Additionally, it is often recommended to conduct an intervention in the presence of a counselor or specialist if your loved one has a history of extreme mood swings or violence. If the conversation begins to take a turn for the worse, a professional will be able to mitigate the situation and keep everyone safe. Reach out to a treatment provider for free today for immediate assistance. The road to recovery can be full of twists and turns, but the love and support of friends and family can go a long way toward helping someone straighten out.

when is an intervention called for for an alcoholic

They cannot tell whether a person has been drinking heavily for a long time. Alcoholism, now known as alcohol use disorder, is a condition in which a person has a desire or physical need to consume alcohol. The success of any alcohol treatment and rehabilitation program rests on the willingness of the alcoholic to engage voluntarily with the processes and procedures to achieve sober living. Alcohol in large doses clouds thinking and impairs reasoning faculties. Many alcoholics hardly have senses about them to realize how their drinking habits are ruining their health, relationships, and work.

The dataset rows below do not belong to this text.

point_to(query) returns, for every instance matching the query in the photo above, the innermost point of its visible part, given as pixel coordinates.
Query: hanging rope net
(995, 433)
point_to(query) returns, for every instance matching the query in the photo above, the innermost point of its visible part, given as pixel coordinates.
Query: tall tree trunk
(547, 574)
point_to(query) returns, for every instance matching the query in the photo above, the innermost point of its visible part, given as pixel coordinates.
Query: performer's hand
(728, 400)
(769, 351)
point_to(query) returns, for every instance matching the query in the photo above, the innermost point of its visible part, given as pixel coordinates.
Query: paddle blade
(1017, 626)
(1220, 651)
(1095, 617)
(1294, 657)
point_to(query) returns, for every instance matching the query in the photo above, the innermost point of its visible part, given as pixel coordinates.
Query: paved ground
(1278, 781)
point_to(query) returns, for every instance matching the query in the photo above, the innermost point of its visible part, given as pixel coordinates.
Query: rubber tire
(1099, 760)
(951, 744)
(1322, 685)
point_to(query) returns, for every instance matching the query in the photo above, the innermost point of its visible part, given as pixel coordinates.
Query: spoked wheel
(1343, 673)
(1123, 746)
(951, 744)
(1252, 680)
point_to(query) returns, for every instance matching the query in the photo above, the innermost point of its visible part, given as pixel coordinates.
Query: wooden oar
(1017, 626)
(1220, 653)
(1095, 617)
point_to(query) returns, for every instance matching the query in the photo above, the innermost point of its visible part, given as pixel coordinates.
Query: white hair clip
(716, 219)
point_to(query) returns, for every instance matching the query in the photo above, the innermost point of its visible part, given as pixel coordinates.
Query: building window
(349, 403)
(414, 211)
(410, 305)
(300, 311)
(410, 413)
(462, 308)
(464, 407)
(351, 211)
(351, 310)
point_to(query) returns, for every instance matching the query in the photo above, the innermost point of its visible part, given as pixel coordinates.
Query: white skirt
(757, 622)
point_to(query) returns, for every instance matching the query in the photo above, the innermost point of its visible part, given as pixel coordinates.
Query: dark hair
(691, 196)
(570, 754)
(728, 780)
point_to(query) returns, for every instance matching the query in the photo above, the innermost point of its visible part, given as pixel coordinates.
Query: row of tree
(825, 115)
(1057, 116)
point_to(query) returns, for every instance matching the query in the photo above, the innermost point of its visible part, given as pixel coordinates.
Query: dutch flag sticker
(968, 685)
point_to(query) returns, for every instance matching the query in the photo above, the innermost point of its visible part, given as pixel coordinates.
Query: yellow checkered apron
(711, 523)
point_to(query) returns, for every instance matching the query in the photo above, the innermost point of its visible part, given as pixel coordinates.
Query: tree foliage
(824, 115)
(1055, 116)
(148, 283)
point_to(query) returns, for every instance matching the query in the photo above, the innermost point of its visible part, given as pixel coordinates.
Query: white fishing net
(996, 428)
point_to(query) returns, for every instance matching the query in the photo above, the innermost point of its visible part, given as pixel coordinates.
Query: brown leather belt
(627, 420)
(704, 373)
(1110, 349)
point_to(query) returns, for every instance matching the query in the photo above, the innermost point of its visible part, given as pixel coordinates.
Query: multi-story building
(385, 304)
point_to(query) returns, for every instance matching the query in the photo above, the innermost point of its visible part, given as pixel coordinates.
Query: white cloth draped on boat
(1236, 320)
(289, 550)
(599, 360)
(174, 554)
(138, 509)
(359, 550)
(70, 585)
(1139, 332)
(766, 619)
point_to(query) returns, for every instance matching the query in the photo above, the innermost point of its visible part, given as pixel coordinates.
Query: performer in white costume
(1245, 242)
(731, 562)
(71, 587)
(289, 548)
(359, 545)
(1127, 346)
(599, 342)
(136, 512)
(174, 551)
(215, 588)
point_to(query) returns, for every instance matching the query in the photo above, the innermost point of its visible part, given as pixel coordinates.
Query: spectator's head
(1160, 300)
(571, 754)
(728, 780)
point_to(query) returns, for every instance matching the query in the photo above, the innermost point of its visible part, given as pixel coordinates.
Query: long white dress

What is an Intervention Model?

It is best to pick a professional who has experience performing interventions and knowledge of the abused substance. It is also helpful if they have connections to treatment programs to make the transition process smoother. An intervention is a preplanned strategy to assist with motivating an individual to make a change in their behavior. When led by a behavioral health professional,  often a licensed therapist or addiction counselor, it will include people who are close to the individual and have been provided with strategies to best share their concerns. These strategies often include specific language to use with intention to reduce the defensiveness of the individual during the intervention process.

  • While teenage years bring about personality shifts, if you notice any combination of symptoms and suspect drug abuse might be a problem, make sure to address the problem.
  • Sometimes an alcohol intervention brings up many unwanted feelings, which can be an emotional experience for all of the parties involved.
  • First, forget the scenes of dramatic interventions in movies or TV, where lots of people surprise someone by staging a meeting that shines a harsh spotlight on your loved one’s issues with alcohol and its consequences.
  • Some people experience some of these signs and symptoms but are not dependent on alcohol.